While both studies suggested the 4th vaccine dose (2nd booster) was safe, the real need for this shot remains unclear. It’s easier to define who doesn’t need it: anyone under the age of 50 in good health with the third shot does not currently need a fourth shot. In addition, anyone over the age of 50 who is less than six months out from their third shot is good right now. So, who does that leave?

I would suggest an immediate, 4th vaccine dose only to individuals over the age of 65 who are at extreme risk from infection, either because of communal living, significant immune dysfunction, or severe lung disease. Remember, the vaccine is much less effective in individuals with immune problems, like lymphoma or an organ transplant, so the benefit in people is limited, and these folks should continue preventive meds like Evusheld despite a 4th dose. 

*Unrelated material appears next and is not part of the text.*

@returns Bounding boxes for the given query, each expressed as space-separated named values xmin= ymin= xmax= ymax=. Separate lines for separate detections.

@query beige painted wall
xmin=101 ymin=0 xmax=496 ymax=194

Unless the current level of COVID-19 infections radically increases, everyone else, even those over 65 who are healthy, should probably wait until the early fall to get a 4th dose. At that time, the vaccine may be different and cover more variants, or we will simply be closer to an expected winter outbreak. Any benefit from another vaccine dose would therefore more closely match the risk from new infections.

If you have been infected and vaccinated, look at the infection like an additional booster shot. In particular, do not get another booster unless you are four months beyond either an infection or a vaccination.

Those who received the Johnson and Johnson vaccine should know that studies now show that you need to eventually get two doses of an mRNA vaccine. The timing related to prior vaccine doses should be similar to what I have suggested above.

Finally, I think the need for COVID vaccine boosters will be better defined by the fall. Either we will need something yearly, like the Flu vaccine, or potentially require an additional shot less often dependent on the amount of endemic disease. The good news is that whatever the requirement we now have the vaccines we will need.

Published by jbakerjrblog

Immunologist, former Army MD, former head of allergy and clinical immunology at University of Michigan, vaccine developer and opinionated guy.

4 thoughts on “Musings on the 4th dose (second booster) mRNA COVID-19 vaccine

  1. I am 67 & work with diverse healthcare populations, I hesitated getting a 2nd booster or 4th dose. My asthma has been well controlled but … as it has been over 7 months since my last in the Moderna trial, I decided to get my dose today at Rite Aid.


  2. Nicely summarized.

    I think far too often, research focuses on percentage changes rather than rates per population.

    Hope all is well with you and the fam.

    Liked by 1 person

  3. How about household members of high risk elderly? Is there any evidence 4th dose reduces overall infection rates (so we don’t get infected and expose our high risk family member)? Thank you!